Do I have to use an attorney to create a will, powers of attorney, or living will?

The short answer is no. Certain forms are set by Iowa law and readily available. For example, the Iowa State Bar Association and Drake University both have forms for advanced directives and medical powers of attorney. The Iowa State Bar Association also has a form for financial powers of attorney.

However, just having the forms may or may not be enough. I can buy shingles for my house, but that doesn’t mean I know how to properly install a new roof. Some people can install their own roof, but I cannot. Similarly, buying blank documents or completing an online form will work for some people, but not others. 

The tough part with estate planning is you will potentially be incapacitated or dead before you know whether the documents were appropriately completed. Working with an attorney that regularly handles estate planning allows you to receive guidance specific to your situation and ensure the documents are appropriately completed.

How long are the documents good for?

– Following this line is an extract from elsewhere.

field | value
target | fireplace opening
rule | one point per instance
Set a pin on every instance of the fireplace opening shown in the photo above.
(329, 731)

How often do I need to update my estate planning documents?

Estate planning documents generally don’t expire, but at some point, they will become outdated. As a general rule, I recommend clients review their estate planning documents every five years.

That type of review is done on your own, simply looking at the documents and ensuring everything remains appropriate. Some questions you might ask yourself in that review:

  • Has your family situation changed? (e.g. marriages, divorces, new children, children over 18)
  • Have your assets changed significantly?
  • Is the person you named as executor still a good choice?
  • Is the person you named to be guardian of your minor children still willing and capable of caring for them?
  • Is the age you set for your children to receive assets still appropriate, or should it be a later age now that you see how your children handle money?

If you need to make changes based on any of these questions, those changes must comply with Iowa law just as the initial documents did.

Big Picture

Just like changing out your summer wardrobe or getting new supplies for children heading back to school, fall can be a great temporal landmark to review your estate plan, ensure it’s up to date and encompasses any life changes. Over the next two weeks, we’ll dive into two estate planning topics to keep in mind as the coronavirus continues to threaten our health and our families.

DISCLAIMER: Because of the generality of this update, the information provided herein may not be applicable in all situations and should not be acted upon without specific legal advice based on particular situations.